NAME

dtsrlangfiles — Describes the formats of DtSearch language files

SYNOPSIS

dbname.stp
deu.stp
eng.stp
esp.stp
fra.stp
ita.stp
dbname.inc
dbname.knj
jpn.knj
eng.sfx

DESCRIPTION

The parsing of text into words in a particular language often requires comparison with lists of specific words in that language. These lists are maintained on external language files which are used by both the offline database build programs and the online search API. Language files mandatory for a particular database must be located in the same directory as the other database files.

The base file names of language files are used to identify the language or database to which they apply. The initialization functions look first for database specific language files, using the 1- to 8- character database name as the base file name. Secondly the functions look for generic files by language base name. Required language files are provided for supported languages with generic base names. A developer may edit the generic language file and rename it to apply to a particular database.

Different types of language files are distinguished by different file name extensions.

Stop Lists (.stp)

The file name extension <.stp> is used to identify stop lists. Stop lists are used to prevent indexing frequently occurring but semantically unimportant words in a language. Examples include common prepositions, indefinite articles, and nonlinguistic character strings. Stop lists are mandatory for supported European languages. If a database specific stop list file is not found, the generic language file must be available in the same directory as the other database files.

Database specific stop lists are optional for Japanese.

Include Lists (.inc)

The file name extension <.inc> is used to identify include lists. Words found in an include list file are forcibly indexed even if they would otherwise be discarded. Include lists take precedence over stop lists. Include list files are always optional; no generic language defaults are provided.

Kanji Compounds List (.knj)

The file name extension <.knj> is used to identify indexable lists of compound kanji words (that is, substrings of kanji characters that are indexed both as individual words of one character, and as a compound word). Currently they apply only to databases for the specific Japanese Language DtSrLaJPN2.

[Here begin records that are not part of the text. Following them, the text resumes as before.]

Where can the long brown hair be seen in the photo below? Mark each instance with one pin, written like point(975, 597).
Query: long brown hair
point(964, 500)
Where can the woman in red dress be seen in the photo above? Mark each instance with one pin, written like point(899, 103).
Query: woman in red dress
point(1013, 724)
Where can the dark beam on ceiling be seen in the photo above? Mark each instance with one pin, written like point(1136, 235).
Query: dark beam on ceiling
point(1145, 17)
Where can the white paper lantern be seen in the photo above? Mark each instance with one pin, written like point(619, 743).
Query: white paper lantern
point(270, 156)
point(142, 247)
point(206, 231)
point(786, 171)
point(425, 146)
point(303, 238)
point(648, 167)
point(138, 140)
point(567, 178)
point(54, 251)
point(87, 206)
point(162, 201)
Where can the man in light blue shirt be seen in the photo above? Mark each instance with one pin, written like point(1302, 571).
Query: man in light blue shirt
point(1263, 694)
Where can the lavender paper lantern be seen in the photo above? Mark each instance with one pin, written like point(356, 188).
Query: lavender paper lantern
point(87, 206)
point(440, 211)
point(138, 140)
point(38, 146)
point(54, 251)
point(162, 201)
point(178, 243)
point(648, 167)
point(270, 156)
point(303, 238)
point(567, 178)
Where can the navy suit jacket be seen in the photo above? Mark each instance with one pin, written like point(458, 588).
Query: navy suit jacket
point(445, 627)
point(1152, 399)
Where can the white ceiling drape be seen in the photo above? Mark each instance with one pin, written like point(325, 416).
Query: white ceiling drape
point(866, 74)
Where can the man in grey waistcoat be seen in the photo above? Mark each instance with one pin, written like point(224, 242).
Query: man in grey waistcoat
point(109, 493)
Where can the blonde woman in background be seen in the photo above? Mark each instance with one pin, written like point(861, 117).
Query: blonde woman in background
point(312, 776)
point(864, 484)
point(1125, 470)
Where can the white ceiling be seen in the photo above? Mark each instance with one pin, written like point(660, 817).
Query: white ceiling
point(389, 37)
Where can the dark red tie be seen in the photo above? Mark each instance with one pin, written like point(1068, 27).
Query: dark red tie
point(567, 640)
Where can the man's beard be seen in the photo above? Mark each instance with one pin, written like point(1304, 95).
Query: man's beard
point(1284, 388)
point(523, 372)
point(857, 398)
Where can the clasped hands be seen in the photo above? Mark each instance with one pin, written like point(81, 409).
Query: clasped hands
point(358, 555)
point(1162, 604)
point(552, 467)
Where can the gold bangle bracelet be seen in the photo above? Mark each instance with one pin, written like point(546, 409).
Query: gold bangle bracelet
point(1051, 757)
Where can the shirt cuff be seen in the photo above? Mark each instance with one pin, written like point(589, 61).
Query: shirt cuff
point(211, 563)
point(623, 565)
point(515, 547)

The kanji compounds file is optional. If no database specific knj file is found, the Japanese language initialization function will try to open the generic jpn.knj file. If the generic file is also not found, kanji compounding will not be performed.

Language Files Format

Each line of a language file represents one word. The word must begin in column one and ends at the first ASCII whitespace character or the ASCII linefeed character (0fP, 0x0A) that terminates the line. Any other text on the line after the first word token is discarded as a comment. Lines that begin with '#', '$', '*', or '!' in column one are discarded in their entirety as comments. Blank lines (that is, hose that contain only the terminating linefeed), are also discarded.

The word lists in language files are loaded into memory at initialization and thereafter referenced internally. The most efficient processing occurs when the files are maintained in frequency order (that is, when the most frequently occurring words in the language are the first words in the file). Alternatively, if the frequency of occurrence of the words is not known, it is recommended that the word order in the file be randomized.

English Suffixes File

Stemming of English words is accomplished with the Paice stemming algorithm. This heuristic algorithm removes common suffixes in a recurrent manner, and conflates words into a representation of their etymological root. The suffixes are maintained in eng.sfx and loaded into memory at initialization. The suffixes file is mandatory for English language databases and is not editable; a copy of it must be found in the same directory as every English language database.